By Julio-Cesar Chavez and Rich McKay
ALTOONA, Pennsylvania (Reuters) -The 26-year-old man accused of gunning down UnitedHealth executive Brian Thompson in Manhattan intends to fight his extradition to New York to face murder charges from Pennsylvania, where he was arrested, his defense lawyer told a judge at a hearing on Tuesday.
The suspect, Luigi Mangione, was also denied bail for the second time, a day after he was taken into custody at a fast food restaurant after a sprawling five-day manhunt.
As he entered the courthouse surrounded by officers, Mangione shouted in the direction of journalists, yelling in part, “…completely out of touch and an insult to the intelligence of the American people!” It was not clear to what he was referring.
Mangione’s refusal to waive extradition on Tuesday triggers a formal process that could last weeks, though he is unlikely to succeed in preventing his eventual transfer, according to legal experts.

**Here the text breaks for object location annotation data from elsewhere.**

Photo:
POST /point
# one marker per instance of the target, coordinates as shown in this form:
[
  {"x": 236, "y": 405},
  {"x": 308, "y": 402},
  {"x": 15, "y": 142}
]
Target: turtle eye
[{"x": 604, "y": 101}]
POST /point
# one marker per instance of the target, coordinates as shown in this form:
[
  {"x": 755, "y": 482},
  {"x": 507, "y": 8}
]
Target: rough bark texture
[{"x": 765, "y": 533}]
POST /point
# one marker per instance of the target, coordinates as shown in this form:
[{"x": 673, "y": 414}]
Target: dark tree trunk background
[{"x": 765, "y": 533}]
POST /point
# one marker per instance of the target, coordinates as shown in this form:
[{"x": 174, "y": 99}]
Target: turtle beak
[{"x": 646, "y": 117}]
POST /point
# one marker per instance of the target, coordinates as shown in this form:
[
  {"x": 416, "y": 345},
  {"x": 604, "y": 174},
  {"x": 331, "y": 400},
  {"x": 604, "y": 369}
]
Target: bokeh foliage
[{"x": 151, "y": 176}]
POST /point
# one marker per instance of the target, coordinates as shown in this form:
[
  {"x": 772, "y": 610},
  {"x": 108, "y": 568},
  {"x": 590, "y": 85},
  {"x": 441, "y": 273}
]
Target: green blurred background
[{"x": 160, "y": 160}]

Investigators were trying to retrace Mangione’s movements in Pennsylvania over the past few days, as well as whether the suspect was helped by an accomplice either before or after the brazen shooting outside a midtown hotel.
Mangione was spotted at a McDonald’s (NYSE:) on Monday by an employee who thought he looked like the gunman in surveillance images released by police. A gun, clothing and fake identifications found in his possession all closely match those used by the shooter, police said.

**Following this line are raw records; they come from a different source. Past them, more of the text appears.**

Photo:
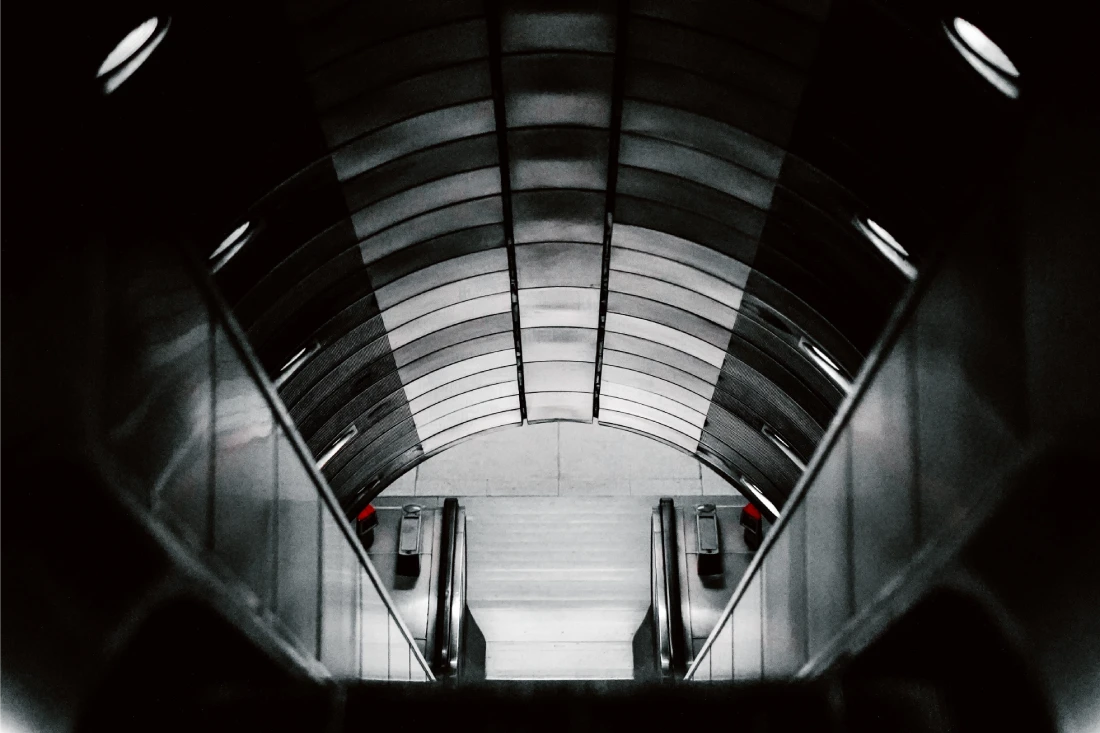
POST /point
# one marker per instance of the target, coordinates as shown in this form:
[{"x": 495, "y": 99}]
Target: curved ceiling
[
  {"x": 562, "y": 211},
  {"x": 636, "y": 211}
]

He faces gun and forgery charges in Pennsylvania and was arraigned in Altoona on Monday. An arrest warrant for Mangione filed on Tuesday in Manhattan criminal court listed one count of second-degree murder, three counts of criminal possession of a weapon, and one count of criminal possession of a forged instrument.

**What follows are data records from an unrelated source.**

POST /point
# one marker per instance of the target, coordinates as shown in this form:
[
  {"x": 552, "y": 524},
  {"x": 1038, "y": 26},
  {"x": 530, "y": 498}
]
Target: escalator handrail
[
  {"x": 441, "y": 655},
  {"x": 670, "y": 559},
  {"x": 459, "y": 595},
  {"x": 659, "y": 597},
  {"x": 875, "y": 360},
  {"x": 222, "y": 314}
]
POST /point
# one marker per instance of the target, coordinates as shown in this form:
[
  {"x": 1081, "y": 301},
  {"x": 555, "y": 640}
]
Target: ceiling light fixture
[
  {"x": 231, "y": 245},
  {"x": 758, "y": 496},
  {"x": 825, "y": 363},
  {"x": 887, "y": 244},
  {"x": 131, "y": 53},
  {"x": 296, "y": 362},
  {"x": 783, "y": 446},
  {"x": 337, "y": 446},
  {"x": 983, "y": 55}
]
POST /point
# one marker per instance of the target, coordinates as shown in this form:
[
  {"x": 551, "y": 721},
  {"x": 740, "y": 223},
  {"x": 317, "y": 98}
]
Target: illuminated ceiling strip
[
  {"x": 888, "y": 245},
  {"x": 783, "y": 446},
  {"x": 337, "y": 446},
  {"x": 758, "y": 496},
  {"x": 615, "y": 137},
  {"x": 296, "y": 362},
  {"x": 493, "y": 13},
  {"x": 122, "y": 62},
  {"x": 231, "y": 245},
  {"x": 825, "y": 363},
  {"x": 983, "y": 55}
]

While the gunman’s motive remains unclear, police have said Thompson, the CEO of one of the nation’s largest health insurers, was deliberately targeted.
Mangione suffered from chronic back pain that limited his daily life, according to several news accounts. His profile on X shows a background image of an x-ray with what appears to be screws and plates inserted in a lower back.
An employee at TrueCar (NASDAQ:) said Mangione worked at the car buying website as a data engineer from 2022 to late 2023. In mid-2023, Mangione took about two months off for what the employee’s manager described as back-related issues.
The employee, who asked not to be named, described Mangione as “incredibly smart” and very friendly to his co-workers.
He said that the company offered employees health insurance through UnitedHealth as well as other choices, such as Aetna.
From January through June 2022, Mangione lived at the Surfbreak co-living community, similar to an adult dormitory, where he led a book club and surfed, hiked and rock-climbed, according to the Hawaiian online news site Civil Beat and other media.
The founder of the group, R.J. Martin, said Mangione’s pain lingered for years, caused by misaligned vertebrae that would pinch Mangione’s spinal cord, and he left for the mainland at some point for surgery.
But he went “radio silent” in June or July, Martin told Civil Beat.
At one point, Mangione suggested the group’s book club read the manifesto of Ted Kaczynski – the Unabomber – as a joke, Martin said.
Mangione, when arrested, was in possession of his own manifesto that offered insight into his motives, according to police. The New York Times (NYSE:) reported that an internal New York City Police report analyzing the handwritten document concluded that Mangione viewed the killing as a challenge to the healthcare industry’s corruption.
GHOST GUN, BRAZEN ESCAPE
Mangione, an Ivy League graduate who was also the valedictorian of a private all-boys school in Maryland, had a loaded ghost gun – a firearm assembled from parts, making it untraceable – and a silencer, officials said on Monday. Both the weapon and his clothing closely resembled those used by the gunman.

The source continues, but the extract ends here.